Whether you're a permanent teacher, supply teacher or student teacher, you'll find others in the same situation on our Staffroom forum.

So how is your school managing bubbles of 230?

38 replies

UncertaintyBlues · 03/07/2020 11:52

I'm secondary and I am absolutely fine with going back. I'm not anxious about the virus, I'm more anxious about how the heck it's meant to work in September.

Our school has announced that it will be a case of the students staying in rooms and staff moving round. But that is all they know at the moment. More details will follow in a couple of week. My first questions are:

  1. So are we not setting students? Or will they be able to move around within their year group bubble? I can see our school saying, for the example, that the maths department is year 7. Our departments are quite separate so it could work.

  2. How will I cope sharing a room with 4 other teachers. Things will get lost/moved. Will we have to live with a box of maths books and text books/science/English etc. Every subject has text books of some kind.

  3. How will we deal with the fact that at lesson changeover, students may be left alone while the next teacher comes? Patrol the corridor?

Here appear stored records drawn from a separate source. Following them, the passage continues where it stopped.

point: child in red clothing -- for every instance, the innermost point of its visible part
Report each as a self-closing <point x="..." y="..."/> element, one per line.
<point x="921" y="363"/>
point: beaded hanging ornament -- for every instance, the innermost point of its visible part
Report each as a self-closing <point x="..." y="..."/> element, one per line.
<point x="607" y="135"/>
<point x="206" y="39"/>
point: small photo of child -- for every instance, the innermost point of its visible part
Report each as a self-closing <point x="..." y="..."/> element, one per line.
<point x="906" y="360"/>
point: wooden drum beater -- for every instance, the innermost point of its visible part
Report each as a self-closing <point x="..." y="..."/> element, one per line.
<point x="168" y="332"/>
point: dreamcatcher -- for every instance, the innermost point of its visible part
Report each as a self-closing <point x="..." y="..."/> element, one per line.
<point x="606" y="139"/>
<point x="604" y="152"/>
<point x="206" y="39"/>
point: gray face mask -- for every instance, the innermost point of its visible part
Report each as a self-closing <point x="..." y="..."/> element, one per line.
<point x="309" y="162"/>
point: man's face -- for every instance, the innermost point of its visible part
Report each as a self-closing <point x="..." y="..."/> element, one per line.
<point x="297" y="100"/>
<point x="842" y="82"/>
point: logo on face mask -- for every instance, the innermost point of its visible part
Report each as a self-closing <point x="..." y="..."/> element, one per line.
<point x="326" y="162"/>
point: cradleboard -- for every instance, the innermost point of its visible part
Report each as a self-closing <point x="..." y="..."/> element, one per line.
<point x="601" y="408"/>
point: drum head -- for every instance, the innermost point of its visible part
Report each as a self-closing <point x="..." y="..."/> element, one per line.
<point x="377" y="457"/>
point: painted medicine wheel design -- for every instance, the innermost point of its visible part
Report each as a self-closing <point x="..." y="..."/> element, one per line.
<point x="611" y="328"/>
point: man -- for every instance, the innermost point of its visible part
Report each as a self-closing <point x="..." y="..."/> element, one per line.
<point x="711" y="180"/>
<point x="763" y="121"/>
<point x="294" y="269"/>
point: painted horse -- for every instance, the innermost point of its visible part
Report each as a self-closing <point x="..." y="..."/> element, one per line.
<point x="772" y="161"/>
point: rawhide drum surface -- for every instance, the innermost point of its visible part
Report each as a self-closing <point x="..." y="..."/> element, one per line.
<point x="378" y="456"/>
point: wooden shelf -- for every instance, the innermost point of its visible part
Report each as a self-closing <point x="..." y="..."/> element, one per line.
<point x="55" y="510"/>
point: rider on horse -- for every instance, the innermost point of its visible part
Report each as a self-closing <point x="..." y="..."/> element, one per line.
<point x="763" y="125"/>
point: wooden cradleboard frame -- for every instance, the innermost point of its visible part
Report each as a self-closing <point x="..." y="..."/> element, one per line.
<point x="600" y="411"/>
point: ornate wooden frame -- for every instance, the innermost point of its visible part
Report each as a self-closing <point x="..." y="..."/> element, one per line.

Anything else I haven't thought of? Has anybody's school made an announcement with actual detail?

I sound grumpy and I bloody am. I want my classroom back, I want to know where all my bits are for the kids. I usually login and get all my lessons up at the beginning of the day. I run like a well oiled machine. The idea of legging it round the school every hour to the next class, faffing about logging on and getting to their lesson and then not being able to find the projector remote is filling me with anxiety!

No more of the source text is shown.